The Bank of Ghana (BoG) is setting a number of targets that will boost financial inclusion in the short term.
Among the set, targets are an Enhanced Credit Information Sharing System by 2022 and the development of an Agent Registry by 2021.
Others are the launch and implementation of sustainable banking principles by 2022, as well as the formulation of a comprehensive policy framework to promote access to finance for Persons with Disability by 2021.
The Central Bank is also hopeful about the development of guidelines for consumer protection in the digital finance space by 2021.
Many analysts and market watchers will highly welcome the credit information sharing system as it will boost the reduction in the cost of credit.

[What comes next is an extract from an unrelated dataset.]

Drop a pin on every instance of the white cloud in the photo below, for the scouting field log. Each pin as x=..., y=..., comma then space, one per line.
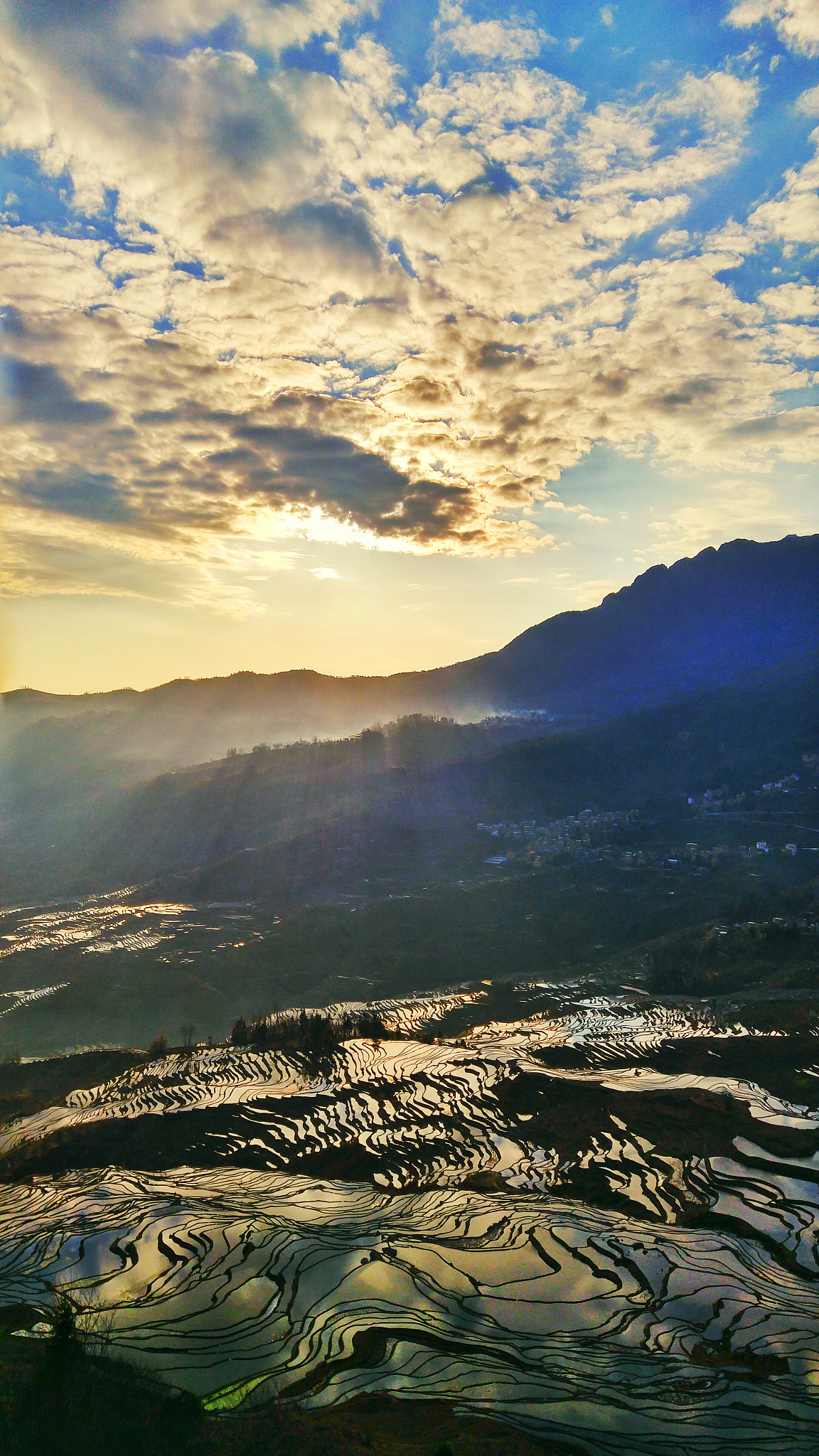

Though there is a credit reporting Act which paved the way for the establishment of credit reference bureau companies to compile information of borrowers, the enhance credit information sharing system will help address the high non-performing loans in the system.
Between 30 to 35 per cent of the Ghanaian population are believed to have bank accounts or have access to bank accounts.
But total registered mobile money accounts stood at 32,470,793 in 2019.
Importantly, mobile money transactions increased to GH¢309.35 billion from GH¢223.21 billion in 2018. Similarly, total float balance increased to GH¢3.63 billion in 2019, from GH¢2.63 billion in 2018.
According to the BoG, the banking sector remained strong, safe and sound in 2019 as the clean-up and recapitalization of the sector continued to yield positive results.
Growth in assets size improved significantly, mainly due to an increase in deposits.
Credit growth at end-December 2019 was strong, despite declines during the course of the year.
During the reporting period, the Central Bank said the industry’s NPLs ratio was the lowest in five years.